The current higher education landscape is replete with demands for improving accountability, increasing efficiency, and controlling costs. At the same time, information technologies make it easier to collect and analyze information to measure outcomes or to assist in decision making. Consequently, there is a higher demand for better information and also a never-before-available supply of data. This corresponding increase in both supply and demand creates the perfect storm for higher education to move into a new era of analytics. However, in a recent discussion session about the legal issues and campus policy dimensions for analytics, one participant joked: "This is where analytics efforts on campus come to die!" Although legal and policy dimensions do present considerable challenges, they should not be simply dismissed as obstacles with no solutions. Therefore, it is helpful to frame the policy context of analytics to include the policy drivers that are generating demand and the campus policy choices that should be guiding campus practice.
Internal and external forces are demanding greater accountability and transparency of college and university finances and operations. Policy-makers at the federal and state levels are expecting answers to questions: How are taxpayers' dollars used? What is the impact of public investment in higher education? Are there ways to reduce costs and keep college affordable? Are institutions retaining students and ensuring that they complete college? There are also efforts to track individual students' progress along the educational continuum—from K–12 to postsecondary education to employment—through the use of state longitudinal data systems. Increasing emphasis on learning outcomes requires that we identify measures of progress and develop better mechanisms to assess learning. Data helps to unlock the mystery about college costs, learning outcomes, institutional effectiveness, and other performance indicators.

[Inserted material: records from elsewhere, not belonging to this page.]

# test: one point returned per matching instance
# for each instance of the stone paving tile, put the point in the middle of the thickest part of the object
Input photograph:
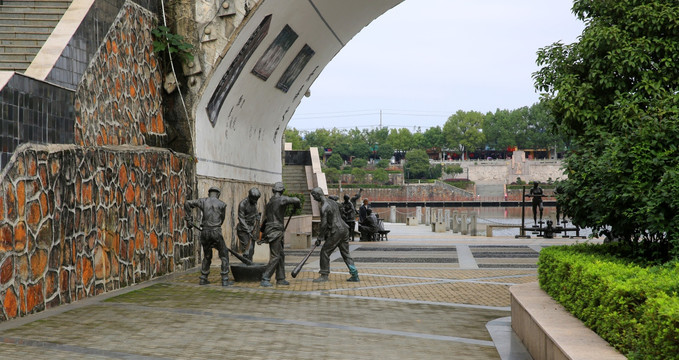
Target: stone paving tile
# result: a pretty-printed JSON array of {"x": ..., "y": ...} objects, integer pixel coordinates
[
  {"x": 165, "y": 327},
  {"x": 457, "y": 293},
  {"x": 399, "y": 310}
]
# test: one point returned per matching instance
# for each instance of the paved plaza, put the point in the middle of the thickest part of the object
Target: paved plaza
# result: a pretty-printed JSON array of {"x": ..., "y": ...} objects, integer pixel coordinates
[{"x": 422, "y": 295}]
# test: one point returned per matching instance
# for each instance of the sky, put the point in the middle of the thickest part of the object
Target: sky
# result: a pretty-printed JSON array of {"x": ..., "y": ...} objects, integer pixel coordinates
[{"x": 422, "y": 61}]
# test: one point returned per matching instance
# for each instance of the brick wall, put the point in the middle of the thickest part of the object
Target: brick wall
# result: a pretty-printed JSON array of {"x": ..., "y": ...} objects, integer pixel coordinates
[
  {"x": 77, "y": 222},
  {"x": 119, "y": 98}
]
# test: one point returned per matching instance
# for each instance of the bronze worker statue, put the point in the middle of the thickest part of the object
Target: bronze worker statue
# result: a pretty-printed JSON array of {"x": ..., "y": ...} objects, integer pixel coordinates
[
  {"x": 349, "y": 213},
  {"x": 273, "y": 232},
  {"x": 536, "y": 194},
  {"x": 335, "y": 232},
  {"x": 248, "y": 224},
  {"x": 214, "y": 212}
]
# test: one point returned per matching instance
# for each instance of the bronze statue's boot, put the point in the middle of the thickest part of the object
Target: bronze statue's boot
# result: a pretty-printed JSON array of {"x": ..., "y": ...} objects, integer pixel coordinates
[
  {"x": 322, "y": 278},
  {"x": 354, "y": 274}
]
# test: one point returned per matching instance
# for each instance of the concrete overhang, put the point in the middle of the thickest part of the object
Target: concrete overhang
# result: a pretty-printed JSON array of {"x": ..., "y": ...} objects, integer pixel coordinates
[{"x": 241, "y": 116}]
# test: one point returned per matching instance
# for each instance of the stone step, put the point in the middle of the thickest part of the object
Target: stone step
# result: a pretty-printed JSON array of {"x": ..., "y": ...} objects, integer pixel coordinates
[
  {"x": 4, "y": 9},
  {"x": 24, "y": 19},
  {"x": 45, "y": 3},
  {"x": 18, "y": 66},
  {"x": 21, "y": 42},
  {"x": 27, "y": 35},
  {"x": 17, "y": 49},
  {"x": 42, "y": 28},
  {"x": 19, "y": 57},
  {"x": 56, "y": 16}
]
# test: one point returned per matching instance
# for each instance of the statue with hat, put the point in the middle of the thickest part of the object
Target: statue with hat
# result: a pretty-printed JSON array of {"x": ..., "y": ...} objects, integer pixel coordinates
[
  {"x": 248, "y": 223},
  {"x": 273, "y": 232},
  {"x": 214, "y": 212}
]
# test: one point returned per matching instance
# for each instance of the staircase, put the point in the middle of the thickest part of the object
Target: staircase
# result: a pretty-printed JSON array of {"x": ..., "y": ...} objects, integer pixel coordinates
[
  {"x": 294, "y": 178},
  {"x": 24, "y": 28}
]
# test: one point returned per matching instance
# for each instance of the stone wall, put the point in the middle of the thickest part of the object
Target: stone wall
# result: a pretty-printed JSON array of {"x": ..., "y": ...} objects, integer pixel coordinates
[
  {"x": 76, "y": 222},
  {"x": 412, "y": 192},
  {"x": 119, "y": 98},
  {"x": 232, "y": 192}
]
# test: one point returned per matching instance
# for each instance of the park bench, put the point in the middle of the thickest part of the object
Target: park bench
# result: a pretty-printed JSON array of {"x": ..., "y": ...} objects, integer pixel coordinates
[{"x": 490, "y": 227}]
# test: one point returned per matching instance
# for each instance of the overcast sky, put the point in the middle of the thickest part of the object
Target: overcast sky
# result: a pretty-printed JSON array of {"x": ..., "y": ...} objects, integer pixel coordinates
[{"x": 423, "y": 60}]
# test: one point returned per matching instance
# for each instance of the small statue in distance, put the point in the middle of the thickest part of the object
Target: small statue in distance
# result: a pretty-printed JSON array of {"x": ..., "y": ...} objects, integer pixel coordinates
[
  {"x": 214, "y": 212},
  {"x": 536, "y": 193}
]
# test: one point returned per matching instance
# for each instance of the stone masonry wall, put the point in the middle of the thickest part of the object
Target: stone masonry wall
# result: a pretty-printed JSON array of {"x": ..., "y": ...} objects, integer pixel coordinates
[
  {"x": 76, "y": 222},
  {"x": 231, "y": 192},
  {"x": 119, "y": 98},
  {"x": 411, "y": 192}
]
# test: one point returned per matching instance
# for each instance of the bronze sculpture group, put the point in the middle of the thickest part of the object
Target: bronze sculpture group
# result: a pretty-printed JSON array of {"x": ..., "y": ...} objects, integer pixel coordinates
[{"x": 334, "y": 231}]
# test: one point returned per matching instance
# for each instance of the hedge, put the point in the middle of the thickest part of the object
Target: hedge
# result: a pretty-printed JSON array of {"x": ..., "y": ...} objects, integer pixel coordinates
[{"x": 634, "y": 308}]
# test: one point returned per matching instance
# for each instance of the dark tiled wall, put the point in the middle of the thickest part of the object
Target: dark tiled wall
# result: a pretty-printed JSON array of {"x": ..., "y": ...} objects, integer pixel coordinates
[
  {"x": 77, "y": 222},
  {"x": 70, "y": 67},
  {"x": 34, "y": 111}
]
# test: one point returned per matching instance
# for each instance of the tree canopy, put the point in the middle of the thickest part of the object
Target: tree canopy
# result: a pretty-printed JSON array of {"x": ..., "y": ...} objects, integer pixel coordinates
[{"x": 615, "y": 94}]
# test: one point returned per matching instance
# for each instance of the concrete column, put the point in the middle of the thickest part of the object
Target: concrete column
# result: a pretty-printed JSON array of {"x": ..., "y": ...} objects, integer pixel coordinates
[
  {"x": 456, "y": 221},
  {"x": 446, "y": 219},
  {"x": 464, "y": 228},
  {"x": 472, "y": 225}
]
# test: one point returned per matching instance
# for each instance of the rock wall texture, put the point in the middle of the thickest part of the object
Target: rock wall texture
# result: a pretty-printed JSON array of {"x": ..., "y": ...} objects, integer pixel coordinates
[
  {"x": 77, "y": 222},
  {"x": 119, "y": 99}
]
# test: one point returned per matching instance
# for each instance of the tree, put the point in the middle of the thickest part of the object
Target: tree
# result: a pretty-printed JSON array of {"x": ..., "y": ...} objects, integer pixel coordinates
[
  {"x": 358, "y": 174},
  {"x": 359, "y": 163},
  {"x": 332, "y": 175},
  {"x": 501, "y": 128},
  {"x": 385, "y": 152},
  {"x": 417, "y": 164},
  {"x": 360, "y": 149},
  {"x": 615, "y": 92},
  {"x": 464, "y": 129},
  {"x": 380, "y": 176},
  {"x": 453, "y": 169},
  {"x": 334, "y": 161}
]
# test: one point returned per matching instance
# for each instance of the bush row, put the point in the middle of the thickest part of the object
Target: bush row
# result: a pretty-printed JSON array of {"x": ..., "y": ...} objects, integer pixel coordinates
[{"x": 634, "y": 308}]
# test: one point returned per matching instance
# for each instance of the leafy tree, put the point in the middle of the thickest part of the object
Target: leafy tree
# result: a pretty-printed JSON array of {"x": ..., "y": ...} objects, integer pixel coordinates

In most cases, this data is collected, analyzed, and reported to satisfy regulatory requirements and is often viewed as a bureaucratic intrusion upon institutional autonomy. Yet there is also an increasing recognition of the inherent value of data-informed decisions and the power of information technologies to create dashboards, infographics, or other snapshot views to keep governing boards, campus administrators, and faculty informed in a variety of areas—which in turn can help them spot early signs of trouble where intervention may be necessary. A key component of an analytics program is first to identify the policy questions to be answered and then to engage in a risk-management exercise, including a cost/benefit analysis, to determine if analytics will provide the answers or feedback needed.
Creating a culture of evidence on campus requires clear policies and processes with respect to the use of data. A key component of a solid analytics program is a system that is built on trust and normalized processes, transcending individual personalities or arbitrary decision making. A holistic approach to data management starts with effective governance, rational policies, and reliable procedures.
Data Governance. The most important step that any campus can take is to create a comprehensive data-governance structure to address all the types of data used in various situations. For example, although cloud computing or service outsourcing (with data stored or handled outside of the institution) creates unique challenges, most of the policy and process questions could be addressed through a data-governance body. Similarly, as research institutions move to apply privacy protections and security safeguards to research data in a manner similar to administrative data, they will find that including research data within the data-governance system will lead to more consistent and effective results.1
Data Classification. One of the first tasks of a data-governance body is to inventory campus data sources and create a data-classification system that sorts data into categories that identify the necessary level of protection. This process may necessarily be different for a private versus a public institution, since state laws or regulations may require that certain information be available to the public. A typical classification scheme for a public college or university might include the categories of (1) public, (2) non-public, and (3) sensitive or regulated. It is often difficult to define terms or draw lines (e.g., between "non-public" or "sensitive"), which is why some institutions have chosen more generic categories (e.g., levels 1, 2, 3). A data-classification or data-categorization exercise is a fundamental building block for an analytics program.2
Roles and Responsibilities. Once the data has been classified, it is useful to clarify roles and responsibilities. This is often accomplished by assigning roles such as data stewards or data custodians. Data stewards are usually director-level employees who have the overall responsibility for specific data sets, including the enforcement of data standards and controls and the implementation of policies such as data access. Data custodians, in contrast, do not have the same policy authority but are often the departmental employees, IT staff, or users who have access to the data. As custodians, they have corresponding responsibilities to follow policy and procedures, but they do not typically have the power to authorize access.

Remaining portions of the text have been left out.